Electricity isn't hard to understand. If you think of it needing a circle or circuit to work then you have it half whipped.
Electricity flows out from a power source, to a switch to control the flow, to the item or load you want to operate then back to the power source.
Like with your wiring, power flows out of the battery to a 20 amp fuse to the main switch, from the main switch to the fuses. On one fuse power flows out to the headlight switch, to the dimmer switch, to the headlight and from the headlight to ground that leads back to the battery. Thats a circle or circuit
Power to switch, to coils to points to ground, another circuit.
Every circuit needs a power source to a switch to a load to ground.
A fuse between the switch and power source is a good idea. Some circuits with small individual current draws can be hooked to the same fuse.
I have the ignition on it's own fuse. The turn signals and brake lights on a fuse. The head/tail lights on a fuse. A fuse feeds power to the reg/rec and brushes. One for the horn.
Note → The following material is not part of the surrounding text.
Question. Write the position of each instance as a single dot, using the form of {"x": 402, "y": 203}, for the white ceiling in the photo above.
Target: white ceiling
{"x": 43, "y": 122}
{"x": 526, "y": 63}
I guess the horn could go on with something else, like the turnsignals and brake lights.
I think you can see the point. Each circuit using it's own fuse, if a problem occurs you can find the problem quicker and on the road side you can swap a fuse from a less important circuit to a more important one. LIke from the turn signals to the headlight in the middle of the night.
Section 8 on your meter when testing a low ohm device, as in the rotor or stator. Before you test touch the probes together, this reading is just the leads, Now when you do the test subtract the leads ohms from the test ohms to get the actual reading. My HF meter reads .8 ohms today, it can vary some + or - some. When I test a rotor and get say 6 ohms I subtract the .8 and get 5.2 which is fine. If I didn't do the leads check I might think the rotor a problem an spend money I didn't need to.
Even on days my HF meter reads 1.5 ohms on the leads it still checks the rotor ok.
I have $40+ Sun Pro meter that has better leads they ony read .1 off. Both meters get a good reading, just have to use different numbers when subtracting.
On higher ohm reading the subtracting isn't nessary. Once you get up to 50 ohms or so the leads are well with in the tolerances of most things you test.
Most things are 10% or more tolerance. 10% of 50 is 5, so .8 is well inside that. About 1.6%.